В конце концов Робинзон становится стихийным на своем острове, возвращенном стихиям: Робинзон солнца на ставшем солнечным острове, уранический на Уране. Таким образом, в счет здесь идет не начало, но, напротив, исход, конечная цель, раскрытая через всевозможные аватары. В этом первое большое отличие от Робинзона Дефо. Часто отмечалось, что тема Робинзона была у Дефо не только историей, но и «исследовательским инструментом» — инструментом исследования, исходившего из необитаемого острова и претендовавшего на реконструкцию истоков и строгого распорядка трудов и завоеваний, которые отсюда со временем вытекают. Но ясно, что исследование это дважды ошибочно. С одной стороны, образ истока предполагает то, на порождение чего он претендует (ср. все то, что Робинзон взял на потерпевшем крушение корабле). С другой, мир, воспроизведенный исходя из этого истока, эквивалентен миру реальному, т.е. экономическому, или миру, каким он был бы, каким он должен был бы быть, если бы в нем не было сексуальности (ср. полное отсутствие всякой сексуальности в Робинзоне Дефо). Не нужно ли отсюда заключить, что сексуальность — единственный фантастический принцип, способный заставить мир отклониться от строго экономического порядка, предписанного ему изначально? Короче, замысел Дефо таков: что станет с одиноким человеком, человеком без Другого на необитаемом острове? Но проблема была поставлена плохо. Ибо вместо того, чтобы возвращать бесполого Робинзона к истокам, воспроизводящим экономический мир, аналогичный, архетипичный нашему, нужно было повести снабженного полом Робинзона к цели совершенно отличной и отходящей от нашей, в фантастический мир, сам по себе уже от нашего отклонившийся. Ставя проблему в терминах цели или конца, а не начала или истока, Турнье отказывает Робинзону в возможности покинуть остров. Конец, конечная цель Робинзона — «дегуманизация», столкновение либидо со свободными стихиями и первоэлемента-., ми, открытие космической энергии или великого стихийного, элементарного Здоровья, которое может возникнуть только на острове и к тому же лишь в той же степени, в какой остров стал воздушным или солнечным. Генри Миллер говорил про «младенческие крики основных элементов — гелия, кислорода, кремния, железа». И, без сомнения, есть что-то от Миллера и даже от Лоуренса в этом Робинзоне из гелия и кислорода: мертвый козел уже организовал стихийный крик основных элементов.

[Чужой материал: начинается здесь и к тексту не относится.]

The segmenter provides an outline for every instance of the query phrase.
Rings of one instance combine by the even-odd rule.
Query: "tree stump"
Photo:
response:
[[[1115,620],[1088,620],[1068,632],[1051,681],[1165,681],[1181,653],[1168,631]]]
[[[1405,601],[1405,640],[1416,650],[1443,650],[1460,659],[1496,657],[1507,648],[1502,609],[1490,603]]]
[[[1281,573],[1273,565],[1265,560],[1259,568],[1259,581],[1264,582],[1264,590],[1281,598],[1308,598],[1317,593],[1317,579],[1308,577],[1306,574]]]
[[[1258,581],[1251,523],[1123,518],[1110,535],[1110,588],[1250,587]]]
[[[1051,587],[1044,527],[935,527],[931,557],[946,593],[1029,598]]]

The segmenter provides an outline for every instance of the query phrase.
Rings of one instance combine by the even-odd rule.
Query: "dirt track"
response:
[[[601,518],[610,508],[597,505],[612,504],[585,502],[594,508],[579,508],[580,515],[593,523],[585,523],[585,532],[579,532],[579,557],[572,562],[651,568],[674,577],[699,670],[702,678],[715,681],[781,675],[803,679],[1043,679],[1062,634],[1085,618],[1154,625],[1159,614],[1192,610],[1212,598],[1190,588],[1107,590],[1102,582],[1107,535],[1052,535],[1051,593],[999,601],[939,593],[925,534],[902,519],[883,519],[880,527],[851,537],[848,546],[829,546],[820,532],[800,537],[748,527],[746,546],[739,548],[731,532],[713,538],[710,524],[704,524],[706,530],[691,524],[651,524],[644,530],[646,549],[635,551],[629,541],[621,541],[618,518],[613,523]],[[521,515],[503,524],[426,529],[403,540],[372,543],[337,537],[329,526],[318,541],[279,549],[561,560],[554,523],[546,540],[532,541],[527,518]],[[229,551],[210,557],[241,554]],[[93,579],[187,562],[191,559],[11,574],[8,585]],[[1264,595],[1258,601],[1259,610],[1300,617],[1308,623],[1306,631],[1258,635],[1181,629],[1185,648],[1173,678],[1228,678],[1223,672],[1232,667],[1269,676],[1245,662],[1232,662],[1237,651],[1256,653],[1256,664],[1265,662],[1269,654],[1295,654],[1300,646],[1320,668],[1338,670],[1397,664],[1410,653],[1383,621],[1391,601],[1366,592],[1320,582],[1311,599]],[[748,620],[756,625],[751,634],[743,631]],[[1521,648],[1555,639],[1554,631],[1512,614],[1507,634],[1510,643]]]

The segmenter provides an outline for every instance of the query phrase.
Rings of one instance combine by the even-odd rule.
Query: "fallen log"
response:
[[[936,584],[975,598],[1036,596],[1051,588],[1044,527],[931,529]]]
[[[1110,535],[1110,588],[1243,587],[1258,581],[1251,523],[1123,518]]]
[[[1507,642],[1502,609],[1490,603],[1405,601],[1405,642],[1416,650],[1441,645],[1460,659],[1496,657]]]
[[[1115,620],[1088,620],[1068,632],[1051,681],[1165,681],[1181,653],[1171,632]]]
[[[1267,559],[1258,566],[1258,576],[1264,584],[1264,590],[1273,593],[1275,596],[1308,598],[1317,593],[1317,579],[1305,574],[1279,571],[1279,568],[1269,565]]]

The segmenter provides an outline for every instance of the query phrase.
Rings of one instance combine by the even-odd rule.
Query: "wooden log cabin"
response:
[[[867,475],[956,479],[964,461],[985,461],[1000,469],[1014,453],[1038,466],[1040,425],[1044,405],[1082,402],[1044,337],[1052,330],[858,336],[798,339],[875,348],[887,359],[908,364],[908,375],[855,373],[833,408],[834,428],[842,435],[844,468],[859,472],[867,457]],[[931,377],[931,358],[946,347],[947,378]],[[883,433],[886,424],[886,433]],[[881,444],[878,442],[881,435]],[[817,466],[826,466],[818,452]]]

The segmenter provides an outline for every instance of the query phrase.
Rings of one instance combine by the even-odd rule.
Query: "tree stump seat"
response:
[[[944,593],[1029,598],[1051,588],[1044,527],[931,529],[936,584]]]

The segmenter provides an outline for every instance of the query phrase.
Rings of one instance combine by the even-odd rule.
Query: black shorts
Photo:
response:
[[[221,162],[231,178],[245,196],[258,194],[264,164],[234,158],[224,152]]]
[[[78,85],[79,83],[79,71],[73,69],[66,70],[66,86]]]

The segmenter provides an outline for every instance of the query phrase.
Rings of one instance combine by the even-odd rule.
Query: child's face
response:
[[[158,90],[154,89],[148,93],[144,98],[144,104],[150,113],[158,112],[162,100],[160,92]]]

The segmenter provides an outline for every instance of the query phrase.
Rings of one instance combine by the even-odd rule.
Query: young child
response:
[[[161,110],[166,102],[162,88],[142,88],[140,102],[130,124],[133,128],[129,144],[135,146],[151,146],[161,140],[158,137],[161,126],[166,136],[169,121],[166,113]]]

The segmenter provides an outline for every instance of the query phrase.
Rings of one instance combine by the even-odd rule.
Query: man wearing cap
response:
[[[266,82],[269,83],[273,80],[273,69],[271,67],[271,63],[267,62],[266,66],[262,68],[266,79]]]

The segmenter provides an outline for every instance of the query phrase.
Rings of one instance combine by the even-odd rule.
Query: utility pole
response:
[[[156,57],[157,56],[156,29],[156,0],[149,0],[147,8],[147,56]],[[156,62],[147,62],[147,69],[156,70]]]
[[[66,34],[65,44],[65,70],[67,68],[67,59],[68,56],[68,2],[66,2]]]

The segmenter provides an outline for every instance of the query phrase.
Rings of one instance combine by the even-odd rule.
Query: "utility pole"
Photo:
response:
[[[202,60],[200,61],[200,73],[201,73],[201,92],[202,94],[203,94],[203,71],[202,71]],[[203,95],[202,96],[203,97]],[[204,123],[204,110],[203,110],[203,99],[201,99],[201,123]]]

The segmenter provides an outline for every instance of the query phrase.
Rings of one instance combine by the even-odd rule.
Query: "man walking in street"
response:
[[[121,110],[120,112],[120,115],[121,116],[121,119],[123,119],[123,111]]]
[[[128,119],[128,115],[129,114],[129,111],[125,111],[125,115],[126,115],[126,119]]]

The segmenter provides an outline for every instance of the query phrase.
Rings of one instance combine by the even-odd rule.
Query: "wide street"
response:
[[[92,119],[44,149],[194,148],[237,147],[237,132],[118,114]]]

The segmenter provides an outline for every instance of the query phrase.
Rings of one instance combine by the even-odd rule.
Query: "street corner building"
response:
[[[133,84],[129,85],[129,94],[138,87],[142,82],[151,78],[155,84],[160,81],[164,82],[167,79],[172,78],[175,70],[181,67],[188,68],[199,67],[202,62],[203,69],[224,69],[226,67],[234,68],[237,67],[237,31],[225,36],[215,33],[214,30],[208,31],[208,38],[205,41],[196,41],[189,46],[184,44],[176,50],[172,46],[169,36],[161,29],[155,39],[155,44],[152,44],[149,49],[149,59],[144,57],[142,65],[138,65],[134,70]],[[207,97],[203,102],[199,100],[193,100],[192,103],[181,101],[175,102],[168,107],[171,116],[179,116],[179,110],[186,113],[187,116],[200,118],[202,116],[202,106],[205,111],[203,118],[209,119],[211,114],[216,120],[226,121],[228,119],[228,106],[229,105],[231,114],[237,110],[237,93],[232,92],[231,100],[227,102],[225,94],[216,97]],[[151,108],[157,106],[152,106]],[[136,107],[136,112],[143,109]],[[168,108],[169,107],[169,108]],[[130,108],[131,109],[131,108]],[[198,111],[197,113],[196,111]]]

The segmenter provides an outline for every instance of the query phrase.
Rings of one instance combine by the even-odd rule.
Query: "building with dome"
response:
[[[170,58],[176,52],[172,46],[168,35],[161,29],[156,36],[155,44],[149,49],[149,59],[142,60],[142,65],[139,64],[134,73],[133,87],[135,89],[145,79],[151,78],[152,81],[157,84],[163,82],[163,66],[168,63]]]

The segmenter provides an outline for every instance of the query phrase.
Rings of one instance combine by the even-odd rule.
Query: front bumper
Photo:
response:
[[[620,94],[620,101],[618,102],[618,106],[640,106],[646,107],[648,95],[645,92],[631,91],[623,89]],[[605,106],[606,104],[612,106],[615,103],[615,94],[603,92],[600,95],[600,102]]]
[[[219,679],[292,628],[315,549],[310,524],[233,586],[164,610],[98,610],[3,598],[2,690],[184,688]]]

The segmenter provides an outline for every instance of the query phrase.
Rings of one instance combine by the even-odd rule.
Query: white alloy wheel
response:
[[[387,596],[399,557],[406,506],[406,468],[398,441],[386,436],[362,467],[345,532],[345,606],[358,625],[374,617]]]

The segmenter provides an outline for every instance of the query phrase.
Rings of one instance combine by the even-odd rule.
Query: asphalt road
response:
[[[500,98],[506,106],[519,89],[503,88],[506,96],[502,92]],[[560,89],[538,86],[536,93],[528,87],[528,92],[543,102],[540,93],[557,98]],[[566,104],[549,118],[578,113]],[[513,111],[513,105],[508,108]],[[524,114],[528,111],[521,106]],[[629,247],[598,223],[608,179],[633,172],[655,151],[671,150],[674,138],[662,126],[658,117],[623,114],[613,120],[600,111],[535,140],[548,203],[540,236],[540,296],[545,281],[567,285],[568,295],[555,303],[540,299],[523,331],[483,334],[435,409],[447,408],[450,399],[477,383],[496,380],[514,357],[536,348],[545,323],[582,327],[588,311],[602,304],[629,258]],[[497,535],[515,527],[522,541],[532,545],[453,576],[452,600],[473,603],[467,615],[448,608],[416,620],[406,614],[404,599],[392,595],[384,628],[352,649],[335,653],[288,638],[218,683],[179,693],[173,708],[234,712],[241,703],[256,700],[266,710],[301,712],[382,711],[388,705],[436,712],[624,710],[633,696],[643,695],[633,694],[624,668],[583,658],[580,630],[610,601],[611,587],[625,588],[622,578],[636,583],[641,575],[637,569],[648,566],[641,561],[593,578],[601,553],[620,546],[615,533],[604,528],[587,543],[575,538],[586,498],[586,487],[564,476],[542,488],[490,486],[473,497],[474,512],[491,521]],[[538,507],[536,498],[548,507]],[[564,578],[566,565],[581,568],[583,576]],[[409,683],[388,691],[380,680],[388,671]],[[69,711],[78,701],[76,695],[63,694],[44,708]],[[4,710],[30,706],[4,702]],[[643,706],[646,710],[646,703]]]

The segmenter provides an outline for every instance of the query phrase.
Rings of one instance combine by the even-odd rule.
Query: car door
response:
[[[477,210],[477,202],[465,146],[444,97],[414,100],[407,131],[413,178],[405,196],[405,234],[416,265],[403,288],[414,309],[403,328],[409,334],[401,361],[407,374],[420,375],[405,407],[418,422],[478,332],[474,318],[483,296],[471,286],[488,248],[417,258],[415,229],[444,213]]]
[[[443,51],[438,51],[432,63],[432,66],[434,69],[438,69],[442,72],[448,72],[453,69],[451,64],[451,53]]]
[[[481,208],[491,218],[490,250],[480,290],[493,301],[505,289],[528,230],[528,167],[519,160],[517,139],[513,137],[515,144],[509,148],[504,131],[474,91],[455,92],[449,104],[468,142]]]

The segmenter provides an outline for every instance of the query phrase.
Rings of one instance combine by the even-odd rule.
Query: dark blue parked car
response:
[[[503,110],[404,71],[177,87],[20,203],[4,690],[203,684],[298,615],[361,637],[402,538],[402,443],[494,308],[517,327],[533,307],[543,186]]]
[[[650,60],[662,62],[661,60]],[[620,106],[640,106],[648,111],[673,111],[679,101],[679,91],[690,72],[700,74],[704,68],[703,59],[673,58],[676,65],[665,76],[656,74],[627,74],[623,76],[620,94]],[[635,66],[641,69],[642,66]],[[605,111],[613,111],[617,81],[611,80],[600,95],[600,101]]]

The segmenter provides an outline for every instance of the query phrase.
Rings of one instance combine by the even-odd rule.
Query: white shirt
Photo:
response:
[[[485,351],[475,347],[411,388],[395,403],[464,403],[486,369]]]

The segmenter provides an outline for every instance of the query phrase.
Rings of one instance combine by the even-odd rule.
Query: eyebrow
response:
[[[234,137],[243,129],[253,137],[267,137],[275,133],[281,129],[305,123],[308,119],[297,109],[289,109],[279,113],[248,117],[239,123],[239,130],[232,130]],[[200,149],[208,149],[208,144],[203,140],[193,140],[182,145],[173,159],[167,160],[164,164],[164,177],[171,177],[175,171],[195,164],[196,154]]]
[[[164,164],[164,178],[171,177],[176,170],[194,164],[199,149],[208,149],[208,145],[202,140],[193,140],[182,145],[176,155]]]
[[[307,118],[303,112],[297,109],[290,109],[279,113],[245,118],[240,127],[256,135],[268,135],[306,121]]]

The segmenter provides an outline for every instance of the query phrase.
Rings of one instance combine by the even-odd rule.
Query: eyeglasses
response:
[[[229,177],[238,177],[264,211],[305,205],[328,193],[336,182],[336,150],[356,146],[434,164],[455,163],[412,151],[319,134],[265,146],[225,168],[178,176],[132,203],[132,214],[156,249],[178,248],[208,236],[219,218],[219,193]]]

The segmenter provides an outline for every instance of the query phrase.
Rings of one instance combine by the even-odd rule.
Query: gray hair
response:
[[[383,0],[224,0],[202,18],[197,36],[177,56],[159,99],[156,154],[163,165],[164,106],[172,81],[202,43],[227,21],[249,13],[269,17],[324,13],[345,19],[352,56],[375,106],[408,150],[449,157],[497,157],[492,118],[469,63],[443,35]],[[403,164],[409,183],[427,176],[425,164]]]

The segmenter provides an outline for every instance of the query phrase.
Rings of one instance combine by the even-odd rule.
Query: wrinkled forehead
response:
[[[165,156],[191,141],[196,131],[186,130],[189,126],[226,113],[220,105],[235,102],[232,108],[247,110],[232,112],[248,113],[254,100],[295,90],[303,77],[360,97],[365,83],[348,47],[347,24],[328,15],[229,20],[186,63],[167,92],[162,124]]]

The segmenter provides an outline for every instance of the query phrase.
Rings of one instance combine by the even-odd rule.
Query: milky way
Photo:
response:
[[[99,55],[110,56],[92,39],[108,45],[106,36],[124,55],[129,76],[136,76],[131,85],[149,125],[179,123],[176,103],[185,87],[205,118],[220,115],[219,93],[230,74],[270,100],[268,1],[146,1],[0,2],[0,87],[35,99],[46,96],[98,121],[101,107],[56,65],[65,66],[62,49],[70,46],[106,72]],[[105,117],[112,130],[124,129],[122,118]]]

Но у читателя остается впечатление, что великое Здоровье Робинзона Турнье скрывает что-то совершенно не миллеровское, не лоуренсовское. Уж не существеннейшее ли отклонение заключает оно в себе, неотделимое от пустынной сексуальности? Робинзон Турнье противостоит тезке Дефо тремя, строго сцепленными друг с другом чертами: он соотнесен с концом, с целями, а вовсе не с истоком; он сексуален; цели эти представляют фантастическое отклонение нашего мира под влиянием трансформированной сексуальности — вместо экономического воспроизводства нашего мира под действием продолжающегося труда. Этот Робинзон не совершает ничего собственно говоря извращенного — и однако, как избавиться от впечатления, что сам по себе он извращенец, то есть, следуя определению Фрейда, тот, кто отклоняется относительно целей? Для Дефо было все равно, что направлять Робинзона к истоку, что заставлять его производить мир, конформный нашему; для Турнье все равно, что направить его к цели, что заставить отклониться, отойти от целей. Направленный к истокам, Робинзон обязательно должен воспроизвести наш мир, но, направленный к целям, он обязательно от него отклоняется. Странное отклонение, каковое, однако, не относится к тем, о которых говорил Фрейд, поскольку оно солнечно и объектами имеет стихии — таков смысл Урана. «Если обязательно нужно перевести этот солнечный коитус в человеческие понятия, то меня следует определить по женскому разряду, как супругу неба. Но этот антропоморфизм — бессмыслица. На самом деле, на высшей ступени, до которой мы, Пятница и я, добрались, разница полов превзойдена, и Пятницу можно уподобить Венере, точно так же как на человеческом языке можно сказать, что я раскрываюсь к оплодотворению Высшим Светилом». Если верно, что невроз есть негатив извращения, то, со своей стороны, не будет ли извращение элементарием невроза?